Arab Unity: Revolution Calling

With promises of a unified state broken, uprisings and revolt swept the Middle East.

Arab unity betrayed


Part two of Al Jazeera’s nine-part series, A Question of Arab Unity, traces the disappointment felt by many Arab tribes who had fought against the Ottomans and had been hoping for independence from foreign colonialism.

In Unity Betrayed, Al Jazeera examines the rise of Arab nationalism in an age of revolt.

As millions of European soldiers were facing off each other in the doomed trenches of Verdun and the Somme during World War I, a fierce guerrilla war was raging in the dunes of Arabia. Thomas Edward Lawrence, a British army captain and archaeology enthusiast, led a ragtag force of several Arab tribes against the military might of the Ottoman Empire. And won.

Called the “First Great Arab revolt”, this victorious uprising against nearly 400 years of Ottoman rule inspired the formation of the Arab National Council, a gathering of once warring tribes.

Lawrence’s influence in bringing these tribes together inspired Sherrif Hussein ibn Ali, the governor of the Hejaz region of Arabia, to seek a unified Arab state. But the British and French victors of the war had other plans.

They formulated the 1916 Sykes-Picot agreement which carved up the Middle East between themselves.

Betrayal

The Arabs felt betrayed. Promises made to them by various British generals – and Lawrence – failed to materialise.

That feeling of betrayal seeped into the collective Arab consciousness and as Fawwaz Traboulsi, a political analyst, explains, ‘Arabism’ emerged as a result of that betrayal by the West.

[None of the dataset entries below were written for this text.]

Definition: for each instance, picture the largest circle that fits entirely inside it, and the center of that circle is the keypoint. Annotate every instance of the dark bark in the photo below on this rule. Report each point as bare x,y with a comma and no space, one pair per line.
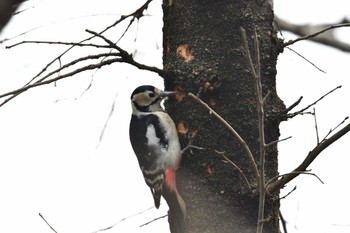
203,54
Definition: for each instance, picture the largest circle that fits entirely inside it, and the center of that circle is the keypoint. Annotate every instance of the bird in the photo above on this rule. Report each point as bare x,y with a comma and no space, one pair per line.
155,141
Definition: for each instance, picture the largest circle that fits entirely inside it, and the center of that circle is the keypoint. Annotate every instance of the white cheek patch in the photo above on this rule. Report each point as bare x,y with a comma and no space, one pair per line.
151,136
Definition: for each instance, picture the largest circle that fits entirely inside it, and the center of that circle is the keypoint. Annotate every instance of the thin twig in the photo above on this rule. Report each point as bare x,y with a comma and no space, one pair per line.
56,43
280,183
316,127
123,219
41,216
277,141
292,106
52,80
153,220
291,115
283,221
307,60
290,192
316,33
332,130
233,131
305,172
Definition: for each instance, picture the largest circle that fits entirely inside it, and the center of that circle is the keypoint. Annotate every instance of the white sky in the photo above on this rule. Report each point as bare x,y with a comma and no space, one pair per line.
51,161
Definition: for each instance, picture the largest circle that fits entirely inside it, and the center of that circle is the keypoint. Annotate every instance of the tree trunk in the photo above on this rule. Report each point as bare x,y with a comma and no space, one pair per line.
203,55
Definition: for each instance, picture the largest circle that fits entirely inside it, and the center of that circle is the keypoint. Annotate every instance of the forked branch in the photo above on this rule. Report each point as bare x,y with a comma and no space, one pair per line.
280,183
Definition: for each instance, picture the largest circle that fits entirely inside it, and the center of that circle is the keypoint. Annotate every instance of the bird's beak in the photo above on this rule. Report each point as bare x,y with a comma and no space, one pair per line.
164,94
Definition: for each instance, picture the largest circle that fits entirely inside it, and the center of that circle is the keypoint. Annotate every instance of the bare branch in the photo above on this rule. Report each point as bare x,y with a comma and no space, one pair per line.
153,220
123,219
48,81
307,32
57,43
316,127
293,105
290,192
307,60
255,70
125,57
278,184
291,115
232,130
277,141
332,130
41,216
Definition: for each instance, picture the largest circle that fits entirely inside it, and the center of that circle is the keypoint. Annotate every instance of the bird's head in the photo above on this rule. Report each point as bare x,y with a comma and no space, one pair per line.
148,98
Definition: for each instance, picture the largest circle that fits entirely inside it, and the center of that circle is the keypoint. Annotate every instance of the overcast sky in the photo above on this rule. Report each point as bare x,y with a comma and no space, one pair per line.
51,160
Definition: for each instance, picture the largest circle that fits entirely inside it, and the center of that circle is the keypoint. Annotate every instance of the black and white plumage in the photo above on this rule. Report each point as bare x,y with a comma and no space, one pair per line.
154,139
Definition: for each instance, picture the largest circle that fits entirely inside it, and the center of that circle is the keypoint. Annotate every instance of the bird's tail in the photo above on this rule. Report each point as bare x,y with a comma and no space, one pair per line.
177,207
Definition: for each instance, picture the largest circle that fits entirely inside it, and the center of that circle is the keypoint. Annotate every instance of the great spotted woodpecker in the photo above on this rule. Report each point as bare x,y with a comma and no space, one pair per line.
156,144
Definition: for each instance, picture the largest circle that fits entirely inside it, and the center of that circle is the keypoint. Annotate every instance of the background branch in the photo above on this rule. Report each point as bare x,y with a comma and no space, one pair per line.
318,33
278,184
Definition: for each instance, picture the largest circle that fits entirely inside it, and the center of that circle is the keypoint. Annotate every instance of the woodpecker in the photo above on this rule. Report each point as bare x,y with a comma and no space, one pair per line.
154,139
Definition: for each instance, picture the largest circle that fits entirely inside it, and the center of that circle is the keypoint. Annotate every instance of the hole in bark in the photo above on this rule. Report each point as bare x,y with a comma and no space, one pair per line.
185,51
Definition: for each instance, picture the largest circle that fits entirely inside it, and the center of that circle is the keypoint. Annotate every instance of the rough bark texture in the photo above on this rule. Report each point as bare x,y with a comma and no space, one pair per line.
7,8
203,55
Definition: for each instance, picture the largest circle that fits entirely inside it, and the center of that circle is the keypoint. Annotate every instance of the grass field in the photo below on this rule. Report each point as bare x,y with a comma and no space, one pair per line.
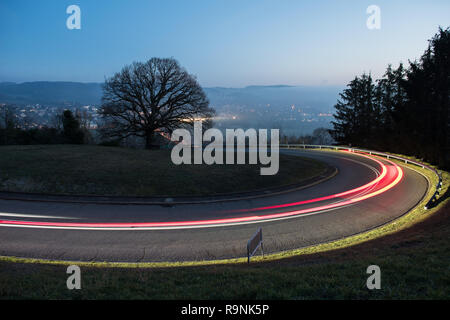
96,170
414,263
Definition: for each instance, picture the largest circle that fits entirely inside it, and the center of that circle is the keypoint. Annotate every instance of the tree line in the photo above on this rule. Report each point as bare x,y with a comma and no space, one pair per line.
406,111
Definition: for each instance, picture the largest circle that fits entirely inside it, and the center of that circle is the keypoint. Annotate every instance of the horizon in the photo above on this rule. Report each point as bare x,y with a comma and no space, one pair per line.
232,45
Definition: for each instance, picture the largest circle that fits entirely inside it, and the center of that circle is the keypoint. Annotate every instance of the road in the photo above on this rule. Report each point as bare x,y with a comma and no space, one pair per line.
366,192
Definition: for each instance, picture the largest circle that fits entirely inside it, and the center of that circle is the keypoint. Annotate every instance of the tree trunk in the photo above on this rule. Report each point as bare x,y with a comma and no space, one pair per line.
149,141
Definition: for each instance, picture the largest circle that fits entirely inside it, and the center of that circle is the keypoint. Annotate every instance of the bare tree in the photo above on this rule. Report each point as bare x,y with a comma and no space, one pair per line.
150,96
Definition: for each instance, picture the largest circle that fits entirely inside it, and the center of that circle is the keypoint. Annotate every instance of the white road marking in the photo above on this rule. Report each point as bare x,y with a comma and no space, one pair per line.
20,215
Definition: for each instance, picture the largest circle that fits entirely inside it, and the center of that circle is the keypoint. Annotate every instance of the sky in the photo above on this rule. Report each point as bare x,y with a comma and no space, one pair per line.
225,43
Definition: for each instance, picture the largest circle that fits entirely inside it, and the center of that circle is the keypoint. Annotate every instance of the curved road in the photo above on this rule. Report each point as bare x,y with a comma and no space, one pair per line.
367,192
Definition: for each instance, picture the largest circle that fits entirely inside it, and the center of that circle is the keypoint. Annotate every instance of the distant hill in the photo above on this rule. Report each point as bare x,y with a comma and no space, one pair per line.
50,93
59,93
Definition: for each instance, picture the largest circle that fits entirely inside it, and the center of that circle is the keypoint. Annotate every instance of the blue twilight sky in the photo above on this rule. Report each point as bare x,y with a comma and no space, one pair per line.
230,43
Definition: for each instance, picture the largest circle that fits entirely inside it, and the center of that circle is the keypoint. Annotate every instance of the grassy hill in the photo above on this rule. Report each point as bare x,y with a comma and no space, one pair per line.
97,170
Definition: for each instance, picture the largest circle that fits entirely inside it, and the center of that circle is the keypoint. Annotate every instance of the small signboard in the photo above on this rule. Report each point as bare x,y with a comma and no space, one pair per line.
254,243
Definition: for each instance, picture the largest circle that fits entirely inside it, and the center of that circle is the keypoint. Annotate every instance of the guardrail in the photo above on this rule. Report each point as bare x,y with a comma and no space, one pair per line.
438,186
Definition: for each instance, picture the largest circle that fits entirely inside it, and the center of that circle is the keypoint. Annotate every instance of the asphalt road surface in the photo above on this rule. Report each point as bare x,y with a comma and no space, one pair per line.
365,193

“[Arabs] had to put their demands concerning independence and unity in a language which met the dominant nationalism in Europe. So, Arab Nationalism is a vehicle of Arab demands for independence and unity addressed to Europe.”

By 1919, when Egyptians clashed with the British troops in Cairo and Alexandria, the die had been cast.

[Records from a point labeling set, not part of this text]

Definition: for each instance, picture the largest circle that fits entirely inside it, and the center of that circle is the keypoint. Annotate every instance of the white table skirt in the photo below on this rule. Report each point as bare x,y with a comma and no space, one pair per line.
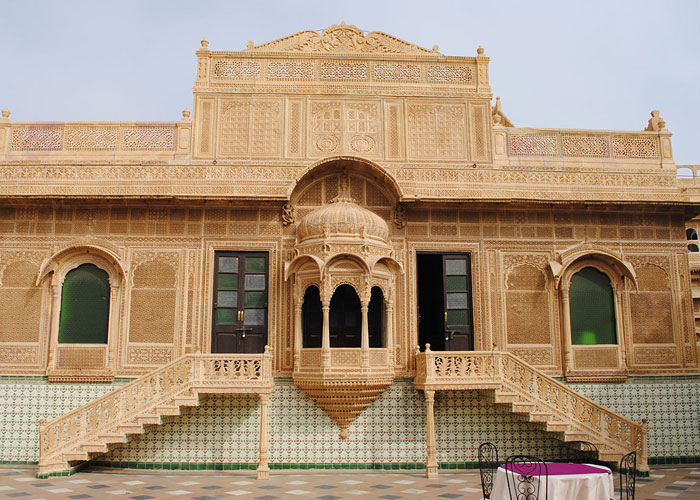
566,486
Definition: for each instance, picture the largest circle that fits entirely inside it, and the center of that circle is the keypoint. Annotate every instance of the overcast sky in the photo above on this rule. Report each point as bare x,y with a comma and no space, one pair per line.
556,64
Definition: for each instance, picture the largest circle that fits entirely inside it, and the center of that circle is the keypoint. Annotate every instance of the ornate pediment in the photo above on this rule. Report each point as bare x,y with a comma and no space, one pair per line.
341,38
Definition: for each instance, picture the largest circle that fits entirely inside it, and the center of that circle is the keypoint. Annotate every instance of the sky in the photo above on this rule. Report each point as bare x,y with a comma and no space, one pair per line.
555,64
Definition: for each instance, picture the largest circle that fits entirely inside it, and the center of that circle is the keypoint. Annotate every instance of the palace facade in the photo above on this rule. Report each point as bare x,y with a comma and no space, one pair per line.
346,256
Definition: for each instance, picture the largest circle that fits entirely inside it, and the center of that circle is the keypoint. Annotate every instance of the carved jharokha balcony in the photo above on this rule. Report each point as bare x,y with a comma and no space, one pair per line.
88,431
544,400
344,381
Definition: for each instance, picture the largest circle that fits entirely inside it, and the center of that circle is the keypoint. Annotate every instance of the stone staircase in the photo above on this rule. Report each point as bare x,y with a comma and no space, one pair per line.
87,432
548,403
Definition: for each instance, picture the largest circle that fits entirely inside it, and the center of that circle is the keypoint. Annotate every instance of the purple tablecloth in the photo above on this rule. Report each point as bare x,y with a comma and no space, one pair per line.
559,468
565,482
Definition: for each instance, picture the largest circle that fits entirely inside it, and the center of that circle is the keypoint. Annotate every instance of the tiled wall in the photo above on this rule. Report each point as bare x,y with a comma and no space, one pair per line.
672,407
224,429
24,402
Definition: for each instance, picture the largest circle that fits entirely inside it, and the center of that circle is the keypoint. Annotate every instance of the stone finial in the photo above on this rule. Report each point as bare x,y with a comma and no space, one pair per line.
498,116
655,123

The persecution and exile of the Egyptian nationalist Saad Zaghlul – and his return to power – signalled a new paradigm in Arab-West relations. The age of revolution had begun.

Then there were those who sought some form of regional unity, such as a Greater Syria or the North African union, either permanently or as a step toward a broader Arab unity.

Nationalism

During the 1920s and 1930s, three major nationalist movements took form. Pan-Arabism dismissed existing sovereign states as artificial colonial creations while local nationalism insisted on preserving the independence and sovereignty of individual Arab countries.

In 1919, Zaghlul’s famous cry “Egypt for the Egyptians” set the ball rolling for regional nationalism. Zaghlul believed that Egypt and the Nile Valley, including the Sudan, were one entity.

In Lebanon, Antoun Saadeh carried the mantle of regional nationalism, proposing the creation of a Greater Syria and establishing the Syrian Social Nationalist Party (SSNP) with this aim.

Rejecting the notion, dominant in pan-Arabism, that language was a defining characteristic of a nation, Saadeh argued that geography, history and culture made Greater Syria a naturally unified bloc.

‘Awakening Arab consciousness’

Baathism took off after 1948, when a lack of Arab unity was held responsible for the loss of Palestine and the defeat of Arab forces at the hands of the new state of Israel.

During the later half of the 20th century the party played a critical role across the region but the nationalist ideals of its founders were rarely reflected in their implementation.